Civil and Criminal Penalties. Potential penalties for insider trading violations include (1) imprisonment for up to 20 years, (2) criminal fines of up to $5 million, and (3) civil fines of up to three times the profit gained, or loss avoided.

Company Sanctions. Failure to comply with this Insider Trading Policy may also subject you to Company-imposed sanctions, up to and including dismissal for cause, whether or not your failure to comply with this Insider Trading Policy results in a violation of law.

Certification

Directors, Officers, and certain employees of the Company are required to certify their understanding of and intent to comply with this Insider Trading Policy. A copy of the certification is enclosed with this Insider Trading Policy. The Company will notify you if you are required to sign the certification.



VERADIGM INC.


INSIDER TRADING POLICY CERTIFICATION

I,(name), have received and read a copy of the Veradigm Inc. Insider Trading Policy dated June 12, 2024. I hereby agree to comply with the specific requirements of the Insider Trading Policy in all respects during my employment or other service relationship with Veradigm Inc. or its affiliates. I understand that my failure to comply in all respects with the Insider Trading Policy is a basis for termination for cause of my employment or other service relationship with Veradigm Inc. or its affiliates.

(Signature)

(Date)




Exhibit A

Guidelines for Rule 10b5-1 Trading Plans

Capitalized terms not defined herein have the meanings ascribed to them in the Company’s Insider Trading Policy.

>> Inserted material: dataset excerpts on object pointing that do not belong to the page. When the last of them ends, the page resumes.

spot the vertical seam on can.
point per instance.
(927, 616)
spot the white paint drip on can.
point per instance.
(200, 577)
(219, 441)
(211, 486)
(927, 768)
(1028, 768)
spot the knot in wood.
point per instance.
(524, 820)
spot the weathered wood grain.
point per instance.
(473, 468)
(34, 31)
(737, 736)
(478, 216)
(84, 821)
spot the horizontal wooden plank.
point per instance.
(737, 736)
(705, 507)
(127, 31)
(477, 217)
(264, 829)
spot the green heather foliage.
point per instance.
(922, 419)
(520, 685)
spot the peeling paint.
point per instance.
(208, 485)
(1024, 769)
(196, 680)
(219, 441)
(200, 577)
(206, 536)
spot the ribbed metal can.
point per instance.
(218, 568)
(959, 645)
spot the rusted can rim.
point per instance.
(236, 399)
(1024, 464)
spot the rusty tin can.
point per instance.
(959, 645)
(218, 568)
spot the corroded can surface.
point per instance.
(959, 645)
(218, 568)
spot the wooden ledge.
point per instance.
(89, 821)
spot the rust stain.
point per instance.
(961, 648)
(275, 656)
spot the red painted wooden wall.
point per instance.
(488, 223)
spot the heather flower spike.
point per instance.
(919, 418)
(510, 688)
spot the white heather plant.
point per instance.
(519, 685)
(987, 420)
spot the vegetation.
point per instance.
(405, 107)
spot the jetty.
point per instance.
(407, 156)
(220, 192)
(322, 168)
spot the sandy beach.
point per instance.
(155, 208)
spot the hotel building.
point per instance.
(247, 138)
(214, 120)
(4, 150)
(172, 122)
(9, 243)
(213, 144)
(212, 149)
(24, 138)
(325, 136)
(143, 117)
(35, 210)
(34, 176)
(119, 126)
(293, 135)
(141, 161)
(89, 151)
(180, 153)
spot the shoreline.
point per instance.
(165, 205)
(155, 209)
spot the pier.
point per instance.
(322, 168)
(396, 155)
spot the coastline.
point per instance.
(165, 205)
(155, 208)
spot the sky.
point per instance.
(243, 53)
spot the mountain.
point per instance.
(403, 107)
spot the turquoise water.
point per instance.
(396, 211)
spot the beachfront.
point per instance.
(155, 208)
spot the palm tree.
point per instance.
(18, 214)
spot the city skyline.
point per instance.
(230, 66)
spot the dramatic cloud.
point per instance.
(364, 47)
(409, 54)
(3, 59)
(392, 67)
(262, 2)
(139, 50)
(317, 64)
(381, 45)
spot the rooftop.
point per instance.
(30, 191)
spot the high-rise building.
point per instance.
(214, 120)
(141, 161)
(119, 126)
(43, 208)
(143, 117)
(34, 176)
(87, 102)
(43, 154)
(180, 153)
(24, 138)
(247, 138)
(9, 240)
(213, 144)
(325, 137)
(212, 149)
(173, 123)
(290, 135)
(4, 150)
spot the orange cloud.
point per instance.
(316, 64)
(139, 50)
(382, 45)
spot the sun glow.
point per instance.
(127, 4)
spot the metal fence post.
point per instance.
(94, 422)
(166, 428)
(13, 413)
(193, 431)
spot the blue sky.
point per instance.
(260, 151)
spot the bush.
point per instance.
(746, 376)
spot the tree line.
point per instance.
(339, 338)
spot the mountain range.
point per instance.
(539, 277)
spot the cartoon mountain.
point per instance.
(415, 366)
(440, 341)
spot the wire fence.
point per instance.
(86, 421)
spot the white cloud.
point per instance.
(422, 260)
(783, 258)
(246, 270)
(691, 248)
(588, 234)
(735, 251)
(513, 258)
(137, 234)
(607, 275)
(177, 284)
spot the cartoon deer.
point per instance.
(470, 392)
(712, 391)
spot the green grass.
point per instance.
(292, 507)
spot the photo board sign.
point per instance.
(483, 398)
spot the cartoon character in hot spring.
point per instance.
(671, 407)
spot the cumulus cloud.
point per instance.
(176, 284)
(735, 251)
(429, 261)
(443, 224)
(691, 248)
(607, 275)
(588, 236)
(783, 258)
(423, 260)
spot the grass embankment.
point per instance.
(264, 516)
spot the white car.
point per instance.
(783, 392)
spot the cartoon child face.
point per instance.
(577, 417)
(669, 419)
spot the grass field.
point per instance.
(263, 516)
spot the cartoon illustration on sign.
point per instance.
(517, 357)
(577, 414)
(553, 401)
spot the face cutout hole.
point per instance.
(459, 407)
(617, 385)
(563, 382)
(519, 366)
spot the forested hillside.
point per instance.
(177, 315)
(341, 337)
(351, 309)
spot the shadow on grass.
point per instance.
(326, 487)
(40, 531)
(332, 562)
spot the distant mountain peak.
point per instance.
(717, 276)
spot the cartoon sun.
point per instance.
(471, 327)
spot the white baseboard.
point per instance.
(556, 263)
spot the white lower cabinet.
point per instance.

To be effective, a Rule 10b5-1 trading plan must:

1.
Include representations certifying that (a) you are not aware of material nonpublic information at the time of adoption and (b) you are entering into the plan in good faith, and not as part of a plan or scheme to shield trades that would otherwise be considered violations of the insider trading laws;1
2.
Specify the beginning and end dates for the Rule 10b5-1 trading plan;
3.
Specify either (a) the amount and price of the Company Securities to be purchased or sold and the dates for such purchases or sales or (b) a formula that determines the amount and price of the Company Securities to be purchased or sold and the dates for such purchases or sales;
4.
Be established only during when you are not subject to a blackout period;
5.
Be put in place only at a broker acceptable to the Company’s General Counsel;
6.
Be reviewed by the Company’s General Counsel before the Rule 10b5-1 trading plan is put in place;
7.
Be subsequently modified only during an open trading window (i.e., not when you are subject to a blackout period) and with approval from the Company’s General Counsel;
8.
If modified, meet all requirements of a newly adopted plan, as if adopted on the date of modification;
9.
If terminated before the end of its term and a new plan is put into place, be implemented only during an open trading window (i.e., not when you are subject to a blackout period) unless an exception is otherwise approved in advance by the Company’s General Counsel;
10.
Comply with the following “cooling-off” periods:

a. For the Company’s directors and Officers, provide that no trade under a Rule 10b5-1 trading plan may occur until the later of (i) the 91st day after the adoption of the plan or (ii) the third business day after the filing date of the Company’s Form 10-Q (or Form 10-K for any plan executed during the fourth fiscal quarter) for the fiscal quarter in which the plan was adopted, up to a maximum of 120 days after adoption of the plan; or

b. For other insiders, provide that no trade may occur until the 31st day after the adoption of the Rule 10b5-1 trading plan;

11.
Be the sole outstanding Rule 10b5-1 trading plan for such insider, unless an exception is approved in advance by the Company’s General Counsel, after evaluating whether any such additional plan would be permitted by Rule 10b5-1; and
12.
Be, if such Rule 10b5-1 trading plan is a single-trade plan, the sole single-trade plan within any consecutive 12-month period.

Additionally, the Company requires that you act in good faith with respect to the Rule 10b5-1 plan for the entire duration of the plan.